Ulemanın hayatına yakından bakacak olursak, onların her birinin bir ışık kaynağı gibi sürekli çevresini aydınlattığını görürüz. Âlimler, bir yandan dine yönelik her tür şüphe, hurafe ve bâtıl fikirle mücadele ederken diğer yandan da irşat ve yönlendirmeleriyle insanların elinden tutmuş ve onlara hidayete giden yolu göstermişlerdir. Bu sebepledir ki Hasan Basrî Hazretleri, âlimin ölümünün İslâm için büyük bir kayıp olduğunu ve zamanın asla bu kaybı telafi edemeyeceğini ifade etmiştir. Özellikle fitne ve kargaşaların çoğaldığı, insanların yolunu ve yönünü şaşırdığı dönemlerde, hak yolun rehberleri ve peygamber yolunun varisleri olan ulemanın faaliyetleri, Allah’ın insanlık âlemine büyük bir lütfu, keremi ve ihsanıdır.

Sovyetler Birliği yıkıldığında Orta Asya halkları için inançlarına göre bir hayat yaşamanın önündeki engeller de ortadan kalkmıştı. Ne var ki halk pek çok Orta Asya ülkesinde olduğu gibi Kırgızistan’da da kendi değerlerini unutmuş, dininden ve diyanetinden uzaklaşmıştı. Dini hakkında bilgi sahibi olan insan da yok denecek kadar azdı. Bu sebeple insanların iç dünyasını kaplayan karanlıklar hâlâ etkisini devam ettiriyordu. Dolayısıyla SSCB’nin yıkılmasını takip eden yıllarda insanları yeniden Kur’ân ve Sünnet’e yönlendirecek, onlara bir kere daha inandıkları dinin esaslarını öğretecek âlimlere şiddetle ihtiyaç vardı.
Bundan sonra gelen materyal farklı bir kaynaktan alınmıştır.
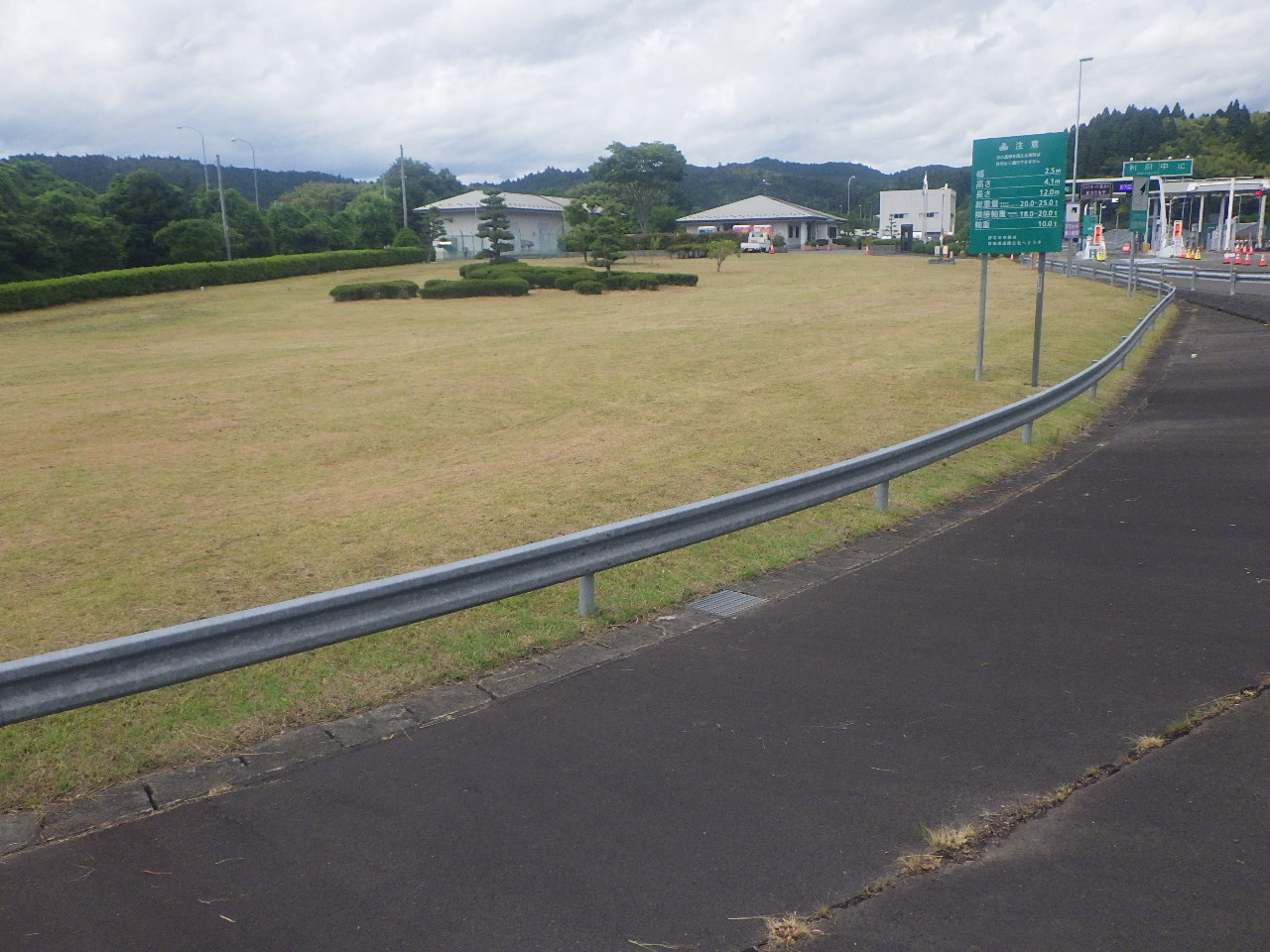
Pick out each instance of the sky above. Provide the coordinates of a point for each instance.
(495, 89)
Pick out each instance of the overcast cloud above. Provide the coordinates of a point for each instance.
(497, 89)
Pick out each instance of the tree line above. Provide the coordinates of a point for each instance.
(153, 211)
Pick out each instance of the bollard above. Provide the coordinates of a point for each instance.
(587, 595)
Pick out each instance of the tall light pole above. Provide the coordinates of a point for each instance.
(207, 181)
(1076, 148)
(255, 182)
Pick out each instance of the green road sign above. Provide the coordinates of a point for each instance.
(1019, 193)
(1157, 167)
(1139, 204)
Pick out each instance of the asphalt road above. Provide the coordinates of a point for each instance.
(776, 760)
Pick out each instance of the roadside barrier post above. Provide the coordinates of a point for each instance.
(587, 595)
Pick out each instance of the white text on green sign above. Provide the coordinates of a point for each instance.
(1019, 193)
(1157, 167)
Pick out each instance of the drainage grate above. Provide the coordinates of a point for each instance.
(728, 602)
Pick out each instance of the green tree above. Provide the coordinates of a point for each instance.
(405, 239)
(721, 249)
(597, 229)
(287, 223)
(370, 220)
(144, 203)
(495, 227)
(191, 240)
(80, 238)
(643, 176)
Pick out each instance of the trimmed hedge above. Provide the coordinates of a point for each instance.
(376, 291)
(630, 281)
(475, 287)
(647, 281)
(31, 295)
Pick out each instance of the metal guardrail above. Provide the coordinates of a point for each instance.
(62, 680)
(1135, 273)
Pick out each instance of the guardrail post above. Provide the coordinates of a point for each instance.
(587, 595)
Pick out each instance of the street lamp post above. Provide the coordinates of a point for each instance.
(1076, 151)
(207, 181)
(255, 182)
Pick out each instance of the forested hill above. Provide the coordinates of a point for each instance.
(96, 171)
(1230, 141)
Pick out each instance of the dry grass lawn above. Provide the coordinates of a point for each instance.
(193, 453)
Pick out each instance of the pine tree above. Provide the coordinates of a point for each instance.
(495, 227)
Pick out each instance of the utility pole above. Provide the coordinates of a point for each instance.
(225, 217)
(405, 218)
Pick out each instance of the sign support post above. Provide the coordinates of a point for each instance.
(1019, 208)
(1040, 311)
(983, 316)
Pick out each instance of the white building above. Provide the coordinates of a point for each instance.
(536, 221)
(797, 225)
(929, 212)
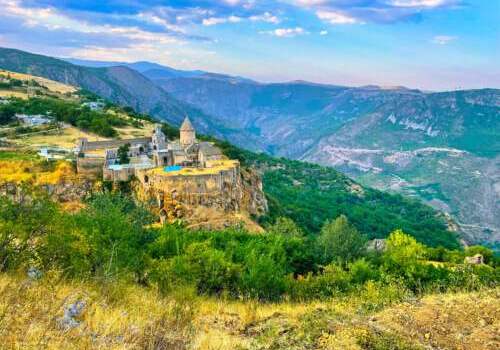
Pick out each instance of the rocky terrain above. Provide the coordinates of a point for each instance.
(440, 147)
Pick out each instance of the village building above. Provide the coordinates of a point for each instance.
(94, 105)
(186, 171)
(33, 120)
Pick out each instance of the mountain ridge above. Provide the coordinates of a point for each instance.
(342, 126)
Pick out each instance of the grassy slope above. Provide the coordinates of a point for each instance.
(130, 317)
(311, 194)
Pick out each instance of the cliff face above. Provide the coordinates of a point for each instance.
(229, 197)
(254, 200)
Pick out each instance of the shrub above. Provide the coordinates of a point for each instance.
(341, 241)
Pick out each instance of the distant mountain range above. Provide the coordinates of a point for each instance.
(442, 147)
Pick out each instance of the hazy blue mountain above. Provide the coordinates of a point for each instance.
(442, 147)
(119, 84)
(149, 69)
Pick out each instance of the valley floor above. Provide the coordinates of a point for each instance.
(120, 316)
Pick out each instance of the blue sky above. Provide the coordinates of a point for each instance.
(427, 44)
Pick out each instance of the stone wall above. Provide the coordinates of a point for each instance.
(222, 190)
(96, 145)
(90, 166)
(123, 174)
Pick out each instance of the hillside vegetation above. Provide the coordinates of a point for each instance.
(99, 278)
(114, 317)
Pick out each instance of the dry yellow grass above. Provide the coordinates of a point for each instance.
(67, 136)
(11, 93)
(64, 137)
(51, 85)
(22, 171)
(120, 316)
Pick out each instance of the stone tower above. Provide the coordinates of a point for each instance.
(158, 140)
(188, 135)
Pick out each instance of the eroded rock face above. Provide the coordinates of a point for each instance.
(216, 200)
(254, 200)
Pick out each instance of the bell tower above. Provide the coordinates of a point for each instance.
(187, 133)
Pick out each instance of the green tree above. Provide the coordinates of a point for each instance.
(7, 114)
(123, 157)
(402, 249)
(286, 227)
(341, 241)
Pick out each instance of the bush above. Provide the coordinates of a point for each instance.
(341, 241)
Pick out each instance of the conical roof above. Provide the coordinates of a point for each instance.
(186, 125)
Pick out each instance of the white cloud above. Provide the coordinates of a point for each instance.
(219, 20)
(443, 39)
(335, 17)
(420, 3)
(286, 32)
(265, 17)
(52, 19)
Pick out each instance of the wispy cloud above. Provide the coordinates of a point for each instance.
(285, 32)
(265, 17)
(443, 39)
(211, 21)
(376, 11)
(335, 17)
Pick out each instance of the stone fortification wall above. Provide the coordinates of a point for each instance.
(90, 166)
(222, 190)
(96, 145)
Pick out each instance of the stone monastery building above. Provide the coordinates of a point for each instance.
(185, 171)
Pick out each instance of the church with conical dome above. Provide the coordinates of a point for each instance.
(149, 152)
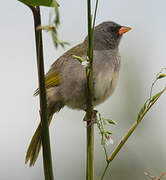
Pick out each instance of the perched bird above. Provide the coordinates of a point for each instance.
(66, 80)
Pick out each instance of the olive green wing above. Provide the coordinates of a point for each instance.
(52, 79)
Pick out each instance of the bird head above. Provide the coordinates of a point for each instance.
(107, 35)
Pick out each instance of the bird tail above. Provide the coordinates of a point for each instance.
(35, 145)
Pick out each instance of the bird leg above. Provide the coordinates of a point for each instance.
(93, 120)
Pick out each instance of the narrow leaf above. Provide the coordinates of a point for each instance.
(48, 3)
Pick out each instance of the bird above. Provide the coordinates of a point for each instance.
(66, 81)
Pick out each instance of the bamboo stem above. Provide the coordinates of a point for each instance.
(129, 132)
(48, 172)
(90, 90)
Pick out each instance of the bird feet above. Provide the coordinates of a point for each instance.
(93, 120)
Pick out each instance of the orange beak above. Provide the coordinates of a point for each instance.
(123, 30)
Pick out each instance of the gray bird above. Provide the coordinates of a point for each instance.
(66, 79)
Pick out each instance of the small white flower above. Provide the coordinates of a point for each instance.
(109, 140)
(85, 63)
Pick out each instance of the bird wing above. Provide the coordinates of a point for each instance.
(52, 78)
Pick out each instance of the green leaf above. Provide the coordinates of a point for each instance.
(161, 76)
(103, 140)
(141, 111)
(80, 59)
(108, 132)
(109, 121)
(155, 96)
(48, 3)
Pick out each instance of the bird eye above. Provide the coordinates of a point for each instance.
(112, 29)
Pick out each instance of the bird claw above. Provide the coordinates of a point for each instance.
(93, 120)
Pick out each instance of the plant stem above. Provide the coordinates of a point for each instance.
(48, 172)
(90, 91)
(129, 132)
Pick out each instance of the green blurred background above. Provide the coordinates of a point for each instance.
(143, 55)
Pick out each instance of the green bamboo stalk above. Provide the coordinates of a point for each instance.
(47, 160)
(90, 91)
(129, 132)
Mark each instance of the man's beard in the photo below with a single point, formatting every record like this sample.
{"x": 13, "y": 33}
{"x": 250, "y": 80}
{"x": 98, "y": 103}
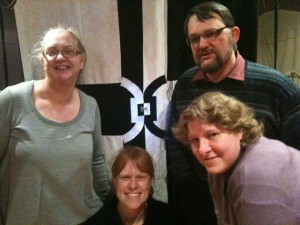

İşte bir âlim olarak Hacı Çubak Calilov, bağımsızlığını yeni kazanmış bir ülkenin insanları için çok önemli bir vazife eda etmiştir. Bu kıymetli zatın gelecek nesillere örnek olması adına yakından tanınması gerektiğini düşünüyoruz.

Hayatı

Hacı Çubak, kendilerini eğitime adamış bir anne ve babanın çocuğu olarak dünyaya gelmiştir. Ebeveyni, ömürlerini eğitim sektöründe çalışarak geçirmişlerdir. Calilov’un böyle bir ailede neşet etmesi, onun iyi bir terbiye ve eğitim almasını sağlamış ve âdeta onu gelecekteki vazifesine hazırlamıştır. Onun insanların eğitim ve aydınlanmasına karşı gösterdiği ilginin temeli de muhtemelen çocukluk döneminde atılmıştır.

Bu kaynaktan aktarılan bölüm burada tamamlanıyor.